Atlanta Police officer charged with murder of Deravis Caine Rogers

Atlanta Cop Charged With Murder

A murder warrant was issued on Friday (July 15) for a former Atlanta police officer who fatally shot an unarmed black man who posed no threat to him.

James R. Burns faces charges of felony murder, aggravated assault with a deadly weapon and violation of his oath of office for the June 22 shooting death of Deravis Caine Rogers.

Burns shot Rogers in the head as he tried to drive away from him. Burns lied and said he shot Deravis because he tried to run him over and he feared for his life. However, his dashcam and eye witnesses told a very different story.

“By reason of the evidence presented by several eye-witnesses, videos, and the findings of the Atlanta Police Department, we will proceed in this case in the same manner as any other defendant similarly charged — arrest, indictment and resolution,” saidFulton County District Attorney Paul Howard in a statement.

James R. Burns was fired from the APD on July 1.


On the night of the shooting, Burns arrived at the Monroe Place apartments shortly before midnight after an off-duty officer reported a suspicious person on foot at the apartment complex. Upon arriving, Burns spotted the driver of a 2011 silver Ford Fusion turn on the headlights and start to drive away.

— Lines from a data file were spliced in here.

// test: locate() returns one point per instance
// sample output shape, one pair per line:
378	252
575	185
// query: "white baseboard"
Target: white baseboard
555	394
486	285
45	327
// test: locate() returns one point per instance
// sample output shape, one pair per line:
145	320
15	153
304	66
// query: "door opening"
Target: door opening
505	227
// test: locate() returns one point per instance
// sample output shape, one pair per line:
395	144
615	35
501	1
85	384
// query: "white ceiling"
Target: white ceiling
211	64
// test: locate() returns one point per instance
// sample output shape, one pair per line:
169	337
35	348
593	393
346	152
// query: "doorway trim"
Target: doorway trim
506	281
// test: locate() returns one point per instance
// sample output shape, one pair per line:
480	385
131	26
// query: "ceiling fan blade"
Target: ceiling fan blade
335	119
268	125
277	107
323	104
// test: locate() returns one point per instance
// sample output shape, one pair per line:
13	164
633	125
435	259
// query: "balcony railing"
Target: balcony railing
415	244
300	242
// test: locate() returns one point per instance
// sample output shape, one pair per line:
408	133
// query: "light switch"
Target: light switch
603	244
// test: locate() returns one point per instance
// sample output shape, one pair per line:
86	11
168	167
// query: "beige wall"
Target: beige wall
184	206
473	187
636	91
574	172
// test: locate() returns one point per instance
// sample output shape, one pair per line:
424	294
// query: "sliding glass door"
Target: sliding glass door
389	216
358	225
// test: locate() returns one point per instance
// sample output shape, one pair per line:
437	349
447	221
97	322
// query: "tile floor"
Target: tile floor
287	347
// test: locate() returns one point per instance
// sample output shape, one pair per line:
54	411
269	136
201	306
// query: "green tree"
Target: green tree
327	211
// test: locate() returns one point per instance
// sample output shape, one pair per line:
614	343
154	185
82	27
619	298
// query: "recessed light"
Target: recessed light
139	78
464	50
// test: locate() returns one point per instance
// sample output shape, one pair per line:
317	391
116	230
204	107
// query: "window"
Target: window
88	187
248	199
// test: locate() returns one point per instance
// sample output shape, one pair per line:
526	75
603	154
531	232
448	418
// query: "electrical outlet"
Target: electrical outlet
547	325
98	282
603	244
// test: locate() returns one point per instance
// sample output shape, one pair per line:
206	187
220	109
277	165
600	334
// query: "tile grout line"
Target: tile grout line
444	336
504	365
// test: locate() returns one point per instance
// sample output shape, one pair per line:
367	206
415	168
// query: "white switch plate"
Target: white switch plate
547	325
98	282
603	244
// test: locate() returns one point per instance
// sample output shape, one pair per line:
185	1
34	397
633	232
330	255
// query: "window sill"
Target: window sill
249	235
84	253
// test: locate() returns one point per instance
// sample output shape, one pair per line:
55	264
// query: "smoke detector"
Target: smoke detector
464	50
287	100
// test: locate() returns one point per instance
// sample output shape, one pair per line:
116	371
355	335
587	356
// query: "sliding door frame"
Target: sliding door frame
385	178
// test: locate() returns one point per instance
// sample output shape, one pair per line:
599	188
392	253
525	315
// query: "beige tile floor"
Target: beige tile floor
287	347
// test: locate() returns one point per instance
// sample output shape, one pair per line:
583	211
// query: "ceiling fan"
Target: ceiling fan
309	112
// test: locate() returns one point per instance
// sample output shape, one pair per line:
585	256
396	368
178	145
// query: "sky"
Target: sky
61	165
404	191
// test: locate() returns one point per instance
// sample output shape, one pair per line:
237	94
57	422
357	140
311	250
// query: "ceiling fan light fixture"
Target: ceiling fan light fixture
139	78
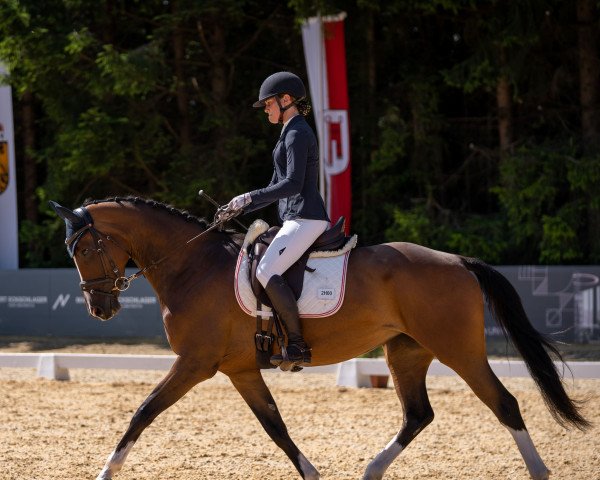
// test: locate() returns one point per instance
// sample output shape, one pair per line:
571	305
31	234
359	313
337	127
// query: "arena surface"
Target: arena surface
66	430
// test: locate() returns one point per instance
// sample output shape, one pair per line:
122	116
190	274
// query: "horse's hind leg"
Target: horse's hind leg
255	392
408	362
484	383
184	374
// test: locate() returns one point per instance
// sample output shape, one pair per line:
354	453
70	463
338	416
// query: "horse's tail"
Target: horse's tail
506	308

He tried to pull his patrol car into the middle of the road to block the vehicle. But the Ford, driven by Rogers, maneuvered around Burns’ patrol car. The officer then jumped from his vehicle, yelled stop and shot through the passenger side window of the Ford as it drove away. The bullet struck Rogers in lower right side of his head and his car careened down the road before striking a vehicle in the parking lot of Cirque Daiquiri Bar and Grill on Monroe Drive.

Rogers was pronounced dead that evening at Grady.

Burns told APD investigators that Rogers tried to run him over. But investigators reviewed dashcam video that captured part of what happened. Several witnesses were also interviewed and APD determined the evidence did not support Burns’ version of events.

Howard appears to have reached a similar conclusion. The car driven by Rogers, who was unarmed, posed no threat to Burns, according to the DA’s statement. The statement said the Ford driven by Rogers “made no attempt to strike the officer” who was “safely standing at the rear of his own patrol vehicle” when he pulled his trigger.

“At the time of the shooting, Burns was not provided with any facts describing Rogers as a threat to the officer or the public. Neither was Rogers identified as the man the off-duty officer had previously reported,” according to the DA’s statement.

Burns has declined interview requests. In a statement issued earlier Friday, his attorney, Lance LoRusso, offered few details about his clients’ version of events, but said Burns was “forced” to use his weapon. He said his client planned to appeal his termination from the Atlanta police department and urged the public to give Burns the due process he is entitled to.

“The loss of any life is tragic and a thorough investigation is appropriate,” he said. “During this time, just like any other person who is the focus of a criminal investigation, Officer Burns is entitled to a presumption of innocence.”